Another Protestant Pastor is arrested for proselytism
Tashkent (AsiaNews/F18) – Pastor Salavat Serikbaev was arrested in Mayan, a city in Karakalpakstan, on April 18th, accused of “incitement to religious hatred”, “running an illegal religious organisation” and “distributing materials promoting religious extremism”. Released the following day, Forum 18 agency refers that in 1999 Salauat Serikbayev spent 4 months in prison and that recently he and his family have received numerous threats. Following a January raid on a private home in Nukus in north-western Uzbekistan where 18 Protestants had gathered, one of those present, Serikbayev has been accused of illegally teaching religion. The opening of the trial was set for April 24th. Grigory Ten, the owner of the dwelling was sentenced to pay a fine of 496 dollars on April 9th, a sum that is greater than the average annual wage in Uzbekistan.
The new charges laid against Serikbayev are the same as those with which the Pastor Dmitry Shestakov was sentenced on 9 March to four years' imprisonment in an open work camp. He was found “guilty” of celebrating religious functions in the Pentecostal Full Gospel Church and of being in possession of religious reading materials. Meanwhile in Andjian 3 members of his group risk finding themselves on trial for having participated in church services.
Forum 18 refers that the daughter of a protestant pastor was kidnapped by unknown assailants and then released. The family had received threats, hostile visits from neighbours and had been submitted to aggressions and suspect that the mullah of the local Mosque may be behind them, as a result of his anger over conversions conducted by the pastor.

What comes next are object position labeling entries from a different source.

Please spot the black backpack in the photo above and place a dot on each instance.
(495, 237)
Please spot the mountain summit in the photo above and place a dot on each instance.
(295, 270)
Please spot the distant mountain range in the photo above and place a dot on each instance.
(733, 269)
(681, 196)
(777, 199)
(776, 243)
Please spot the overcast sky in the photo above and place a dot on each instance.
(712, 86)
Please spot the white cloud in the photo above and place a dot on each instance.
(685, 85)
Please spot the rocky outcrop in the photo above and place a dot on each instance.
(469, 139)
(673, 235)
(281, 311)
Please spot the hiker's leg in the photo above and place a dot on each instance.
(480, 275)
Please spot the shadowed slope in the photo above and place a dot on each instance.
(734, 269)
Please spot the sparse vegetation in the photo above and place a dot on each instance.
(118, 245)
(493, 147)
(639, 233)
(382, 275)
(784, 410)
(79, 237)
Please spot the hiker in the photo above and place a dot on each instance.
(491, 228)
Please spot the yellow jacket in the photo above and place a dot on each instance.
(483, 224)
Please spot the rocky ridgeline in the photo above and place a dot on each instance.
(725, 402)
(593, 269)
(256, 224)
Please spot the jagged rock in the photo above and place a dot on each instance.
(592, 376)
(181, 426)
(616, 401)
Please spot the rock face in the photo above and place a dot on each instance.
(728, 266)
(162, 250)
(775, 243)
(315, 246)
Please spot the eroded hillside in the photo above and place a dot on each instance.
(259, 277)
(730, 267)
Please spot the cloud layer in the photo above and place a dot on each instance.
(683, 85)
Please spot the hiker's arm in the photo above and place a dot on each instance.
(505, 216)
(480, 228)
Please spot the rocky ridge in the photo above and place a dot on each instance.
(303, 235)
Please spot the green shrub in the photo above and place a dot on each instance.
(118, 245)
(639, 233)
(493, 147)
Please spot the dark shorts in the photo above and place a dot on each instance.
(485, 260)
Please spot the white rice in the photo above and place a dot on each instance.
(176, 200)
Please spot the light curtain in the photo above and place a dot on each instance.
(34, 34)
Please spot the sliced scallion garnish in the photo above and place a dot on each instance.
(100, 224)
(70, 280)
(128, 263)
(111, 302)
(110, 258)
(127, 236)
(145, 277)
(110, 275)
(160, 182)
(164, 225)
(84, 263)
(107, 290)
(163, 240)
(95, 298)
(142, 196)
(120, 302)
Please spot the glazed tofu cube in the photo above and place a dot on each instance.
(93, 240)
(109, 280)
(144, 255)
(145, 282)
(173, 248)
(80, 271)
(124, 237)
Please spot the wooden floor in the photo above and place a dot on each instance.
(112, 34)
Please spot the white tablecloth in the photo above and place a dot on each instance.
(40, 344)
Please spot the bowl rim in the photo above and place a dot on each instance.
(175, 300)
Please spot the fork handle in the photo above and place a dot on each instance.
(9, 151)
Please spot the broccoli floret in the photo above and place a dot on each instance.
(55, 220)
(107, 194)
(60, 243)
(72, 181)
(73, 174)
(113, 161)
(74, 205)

Foreign Ngo’s are also under pressure, accused of carrying out “religious proselytism”. On April 17th the Uzbek Minister for Justice told the Russian Tass that activists from Friendship and Hope International (who has been carrying out humanitarian work there since 1995) received written warning to cease all “missionary activities”, under the threat of sanctions. For charges to transform themselves into a sentence, the declaration of a person claiming to have witnessed an act of proselytism is sufficient.